Hunting – an old argument returns

David Cameron seems poised to open an old set of wounds if he wins the General Election by revisiting that divisive old chestnut of fox hunting. He has re-stated his intention to allow a free vote in the House of Commons if he becomes Prime Minister and, given that there would most likely be a Tory majority in such a scenario, the chances are that the ban would be repealed.

I have to be honest, fox hunting isn’t really my thing – I’ve never been hunting and I’ve never wanted to. I understand (I think) the thrill of the chase, but I must say that I find it a little odd that entertainment is derived from its end result. Each to their own, I suppose.

Given this is such a long-running debate, the arguments still seem rather confused. For example, hunt supporters simultaneously tell us that fox numbers need to be controlled while also claiming, when pressed on animal welfare, that the hunts rarely catch a fox anyway. Opponents of hunting will tell you that it’s purely about cruelty to foxes but you don’t have to scratch the surface too much to hear the rhetoric of good old-fashioned class warfare.

I think I would appreciate the arguments of both sides a little more if they were honest. I would have a great deal more respect for the hunters if they admitted they do it because they enjoy it. Equally many support a ban on hunting because they don’t much care for the “type of people” who do it.

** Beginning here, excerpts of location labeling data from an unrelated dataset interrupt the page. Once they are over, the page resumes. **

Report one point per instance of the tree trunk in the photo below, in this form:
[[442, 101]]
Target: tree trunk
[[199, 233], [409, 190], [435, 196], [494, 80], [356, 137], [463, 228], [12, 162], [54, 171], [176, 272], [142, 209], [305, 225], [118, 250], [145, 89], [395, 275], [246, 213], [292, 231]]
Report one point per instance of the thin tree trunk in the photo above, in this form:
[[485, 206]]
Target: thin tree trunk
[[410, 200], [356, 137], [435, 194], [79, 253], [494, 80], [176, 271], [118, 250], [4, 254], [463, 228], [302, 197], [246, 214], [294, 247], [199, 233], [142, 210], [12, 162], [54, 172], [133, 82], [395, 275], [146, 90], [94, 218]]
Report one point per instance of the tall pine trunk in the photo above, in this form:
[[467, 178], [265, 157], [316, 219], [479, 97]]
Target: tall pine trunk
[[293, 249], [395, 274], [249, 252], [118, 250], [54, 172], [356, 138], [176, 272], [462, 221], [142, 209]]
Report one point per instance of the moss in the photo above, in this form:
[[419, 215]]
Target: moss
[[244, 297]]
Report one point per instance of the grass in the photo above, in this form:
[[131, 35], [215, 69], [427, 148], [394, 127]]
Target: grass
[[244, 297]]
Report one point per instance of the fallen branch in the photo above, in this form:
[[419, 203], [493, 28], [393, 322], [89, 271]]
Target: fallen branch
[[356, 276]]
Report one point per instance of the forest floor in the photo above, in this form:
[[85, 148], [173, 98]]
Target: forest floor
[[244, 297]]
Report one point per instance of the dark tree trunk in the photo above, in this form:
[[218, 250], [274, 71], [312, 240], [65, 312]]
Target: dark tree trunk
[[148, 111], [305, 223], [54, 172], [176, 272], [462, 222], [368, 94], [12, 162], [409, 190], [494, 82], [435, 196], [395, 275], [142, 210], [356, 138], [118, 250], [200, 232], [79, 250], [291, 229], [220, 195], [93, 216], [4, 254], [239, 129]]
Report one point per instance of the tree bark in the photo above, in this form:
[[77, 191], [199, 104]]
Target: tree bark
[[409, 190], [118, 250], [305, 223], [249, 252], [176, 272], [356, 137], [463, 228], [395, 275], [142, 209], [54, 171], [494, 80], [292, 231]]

The law as it stands is a pretty poor piece of legislation for the simple reason that it doesn’t appear to be enforceable, but Tory attempts to revisit this appear to be nothing more than a basic core vote strategy aimed at their traditional support, in the same way that Labour’s original ban was designed to keep the class warfare wing of the party happy.

For sure, the law probably needs to be revisited at some point but – given one of the main arguments against the ban was that it was a waste of parliamentary time – wouldn’t an incoming Prime Minister have more important things on the agenda than repealing a piece of legislation which doesn’t make the blindest bit of difference anyway?



  1. If the hunters would just stop breeding foxes for their sport (by creating artificial earths all over the countryside), there would be no need to play the ‘pest controller’ card. In fact, in the run up to the original ban, the hunts claimed that foxes would become extinct if it werent’ for them. Their argument goes from one extreme to the other.

    There is no case for repeal. Hunt numbers are up all over the country. Drag hunting is legal. The sense of community, pageantry, heritage, and jobs are all still intact and yet these disgraceful people can’t manage to enjoy themselves unless they are terrifying and killing animals.

    This isn’t about Labour class war. The ‘Conservatives Against Foxhunting’ have a large following. Our ‘all party’ anti-hunting campaign (Campaign For Decency) has supporters from all classes and all areas of the countryside.

    For anyone unconvinced of the cruelty, please read this account from a hunstman who later found his conscience.

    Then decide for yourself.

  2. I must be honest. I’m no fan of fox hunting because the end result seems very cruel. In fact, I don’t much care for the “type” of people that take part in it either.

    However, given the massive social inequality in our country and the fact that an enormously right wing spending cut agenda may soon be manifest through a Tory or , more shamefully, a Labour government; I agree that parliamentary time would be best spent waging greater battles.

  3. represents the two thirds of Conservative supporters who are against fox hunting, thats over 11 million Conservative supporters as demonstrated in the latest official polls. The majority of Conservative supporters are against repeal and back the present legislation that fox hunting is an illegal activity. It is cruel and outmoded in civilised society. If a farmer deems there is a case for control there are more humane methods of controlling the fox population as are exercised in Switzerland and Germany has banned foxhunting with dogs for several decades on the basis that it is cruel. Only a pro hunting minority want to see fox hunting with dogs return and is not in keeping with the majority view that it is an unacceptable practice to reintroduce in the 21st century.